The stash pot, up for sale at South Ken on Thursday (10.30am) had spoilt the breakfasts of Christie's directors. Or rather, a report of it in the International Herald Tribune had. The newspaper, mischievously, quoted a Christie's person as saying that there were "some funny-looking things at the bottom, some kind of tobacco". Christie's dealing in drugs? The very idea!

But when I withdrew my fingertip I found it covered in fine brown snuff- like powder. I dabbed it on to my tongue. Hmm. Probably just tobacco residue. Or so I thought. Was it my imagination, or did my tongue really go numb?

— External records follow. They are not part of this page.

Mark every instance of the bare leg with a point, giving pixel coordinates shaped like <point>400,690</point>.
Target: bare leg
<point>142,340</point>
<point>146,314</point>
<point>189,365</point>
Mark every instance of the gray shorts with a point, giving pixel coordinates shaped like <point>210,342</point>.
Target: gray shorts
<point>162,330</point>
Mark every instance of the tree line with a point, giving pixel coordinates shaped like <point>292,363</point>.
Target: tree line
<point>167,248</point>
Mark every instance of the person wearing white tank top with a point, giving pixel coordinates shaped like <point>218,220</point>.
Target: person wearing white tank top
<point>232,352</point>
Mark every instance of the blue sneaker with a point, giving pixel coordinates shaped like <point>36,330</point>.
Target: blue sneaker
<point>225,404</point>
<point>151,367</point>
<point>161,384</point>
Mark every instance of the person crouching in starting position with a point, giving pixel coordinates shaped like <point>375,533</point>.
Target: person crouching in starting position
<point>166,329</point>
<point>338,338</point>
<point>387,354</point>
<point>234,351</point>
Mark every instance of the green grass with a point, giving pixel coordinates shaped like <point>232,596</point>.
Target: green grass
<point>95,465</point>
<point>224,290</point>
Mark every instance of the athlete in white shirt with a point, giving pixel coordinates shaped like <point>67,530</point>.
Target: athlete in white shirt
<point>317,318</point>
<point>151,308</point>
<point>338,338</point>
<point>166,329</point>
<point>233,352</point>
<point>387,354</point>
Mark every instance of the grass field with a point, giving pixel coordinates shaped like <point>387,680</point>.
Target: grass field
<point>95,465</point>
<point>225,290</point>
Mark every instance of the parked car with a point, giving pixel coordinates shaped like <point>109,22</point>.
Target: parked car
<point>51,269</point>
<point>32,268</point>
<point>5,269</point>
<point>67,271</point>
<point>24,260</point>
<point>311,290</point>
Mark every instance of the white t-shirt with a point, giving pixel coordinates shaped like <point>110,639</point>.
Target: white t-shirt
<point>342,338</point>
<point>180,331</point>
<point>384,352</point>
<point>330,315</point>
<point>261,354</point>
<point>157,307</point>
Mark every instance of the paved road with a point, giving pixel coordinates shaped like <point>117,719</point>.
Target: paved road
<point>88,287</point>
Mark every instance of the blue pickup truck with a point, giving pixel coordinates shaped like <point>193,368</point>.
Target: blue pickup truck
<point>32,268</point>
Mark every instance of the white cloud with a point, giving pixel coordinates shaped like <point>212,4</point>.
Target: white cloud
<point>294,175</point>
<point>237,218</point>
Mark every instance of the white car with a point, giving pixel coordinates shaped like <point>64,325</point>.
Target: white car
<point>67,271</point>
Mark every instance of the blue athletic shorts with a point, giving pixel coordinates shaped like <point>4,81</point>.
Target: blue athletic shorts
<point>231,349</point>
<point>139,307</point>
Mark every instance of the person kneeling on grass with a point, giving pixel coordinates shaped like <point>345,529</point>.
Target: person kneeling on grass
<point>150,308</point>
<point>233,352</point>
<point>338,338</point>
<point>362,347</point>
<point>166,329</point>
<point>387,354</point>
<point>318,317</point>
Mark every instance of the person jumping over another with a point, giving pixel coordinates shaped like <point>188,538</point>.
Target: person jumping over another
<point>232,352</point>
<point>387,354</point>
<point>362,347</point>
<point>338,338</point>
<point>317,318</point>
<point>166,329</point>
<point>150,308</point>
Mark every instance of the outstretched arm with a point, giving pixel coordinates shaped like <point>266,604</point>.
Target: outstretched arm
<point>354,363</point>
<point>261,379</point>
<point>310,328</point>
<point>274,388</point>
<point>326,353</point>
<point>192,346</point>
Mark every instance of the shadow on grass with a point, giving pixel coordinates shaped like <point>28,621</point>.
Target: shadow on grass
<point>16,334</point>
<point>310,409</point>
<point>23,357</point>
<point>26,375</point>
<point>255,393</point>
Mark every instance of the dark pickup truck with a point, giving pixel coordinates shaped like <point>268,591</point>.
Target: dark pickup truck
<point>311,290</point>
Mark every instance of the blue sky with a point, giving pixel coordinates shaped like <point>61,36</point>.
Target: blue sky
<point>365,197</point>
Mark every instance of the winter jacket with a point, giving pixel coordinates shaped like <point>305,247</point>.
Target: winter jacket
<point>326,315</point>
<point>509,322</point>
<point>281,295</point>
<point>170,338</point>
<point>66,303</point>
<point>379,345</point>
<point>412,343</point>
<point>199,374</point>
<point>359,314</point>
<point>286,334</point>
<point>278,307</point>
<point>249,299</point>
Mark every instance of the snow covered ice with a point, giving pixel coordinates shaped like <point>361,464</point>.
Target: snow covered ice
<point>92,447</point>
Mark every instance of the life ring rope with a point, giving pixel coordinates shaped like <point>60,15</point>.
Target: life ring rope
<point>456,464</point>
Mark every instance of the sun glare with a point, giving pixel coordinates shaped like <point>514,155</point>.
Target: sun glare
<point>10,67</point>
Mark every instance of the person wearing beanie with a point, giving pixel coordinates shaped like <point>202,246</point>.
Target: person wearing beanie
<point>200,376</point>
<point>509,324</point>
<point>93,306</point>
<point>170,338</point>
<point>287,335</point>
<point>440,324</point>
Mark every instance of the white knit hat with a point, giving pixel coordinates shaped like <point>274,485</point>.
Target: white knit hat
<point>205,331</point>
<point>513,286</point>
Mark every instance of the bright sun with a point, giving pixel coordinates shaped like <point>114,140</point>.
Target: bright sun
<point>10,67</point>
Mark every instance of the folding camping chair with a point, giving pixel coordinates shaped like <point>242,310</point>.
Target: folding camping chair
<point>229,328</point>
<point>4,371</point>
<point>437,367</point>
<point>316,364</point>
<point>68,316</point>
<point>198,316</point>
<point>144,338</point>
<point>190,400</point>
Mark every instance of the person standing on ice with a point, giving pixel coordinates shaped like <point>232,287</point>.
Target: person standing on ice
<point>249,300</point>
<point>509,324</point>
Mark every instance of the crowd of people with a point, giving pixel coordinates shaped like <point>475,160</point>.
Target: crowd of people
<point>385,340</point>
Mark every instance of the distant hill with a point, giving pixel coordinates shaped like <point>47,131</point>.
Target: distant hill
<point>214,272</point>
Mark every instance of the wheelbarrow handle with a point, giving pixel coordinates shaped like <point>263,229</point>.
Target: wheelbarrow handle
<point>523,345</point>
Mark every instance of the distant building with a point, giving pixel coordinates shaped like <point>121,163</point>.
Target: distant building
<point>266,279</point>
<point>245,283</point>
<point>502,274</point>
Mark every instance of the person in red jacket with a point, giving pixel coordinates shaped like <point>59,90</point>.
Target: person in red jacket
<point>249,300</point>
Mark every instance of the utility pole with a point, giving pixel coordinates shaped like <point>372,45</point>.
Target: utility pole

This week, the vendor, Lennon's first wife, Cynthia, mentioned in a letter to Christie's that the jar had been used later as a tea caddy.

Surmounted by a pair of crossed gilt-bronze hookah pipes, the jar is estimated pounds 400-pounds 600. Mrs Lennon wrote that it hid dope from "the prying eyes of housekeepers and mother-in-law" at the couple's home in Weybridge, Surrey, where it was "in use continually". "The Cynthia Lennon Collection - part II" comprises 18 lots of Lennon memorabilia.

Snip of this sale: two paintings by the "fifth Beatle", Stuart Sutcliffe, who died in 1962, less than a year after quitting as the group's bass guitarist in order to resume painting as a career.

In pop auctions it is pop status that fetches the money. Two abstracts by Sutcliffe, exhibited in 1969 at the Walker Art Gallery, Liverpool, and the city's Neptune Gallery, are modestly estimated pounds 400-pounds 600 and pounds 800- pounds 1,000 in the sale. At Sotheby's on 13 September, Lennon's schoolboy sketchbook containing 20 crude caricatures is expected to fetch pounds 80,000-pounds 120,000.

Sutcliffe, a gifted draughtsman, pioneered the Sixties crossover between pop and art. Remaining in Hamburg when the Beatles returned to England, he studied under Paolozzi at the city's State School of Art.

The first Stuart Sutcliffe Fellowship award will be made at Liverpool John Moores University School of Design and Visual Arts, for work combining visual art with sound and music, on 12 September. An exhibition of his work is at the university until then and on 5 October Sotheby's is holding a charity auction in aid of the Stuart Sutcliffe Fellowship Trust, founded by his sister, Pauline.

A private collection of 40 novelty pencil sharpeners dating from the 1890s is in Bonhams' sale of vintage pens, Thursday (1pm) and Friday (10am). The sharpeners are a test of the British market. The Germans collect them avidly. The 1890s specimen is a miniature hand-cranked lathe: est pounds 100.

You have to admire the wit of Bonhams' sale of 20th-century furniture and design, next Saturday (1pm). They are expecting pounds 1,200-pounds 1,800 for a 1930s chair knocked up from wooden crates and peeling from exposure in a garden in Holland. Its maker is Gerrit Rietveld, designer of the First World War "Red, Blue and Yellow Chair", now hailed as the first Modern chair.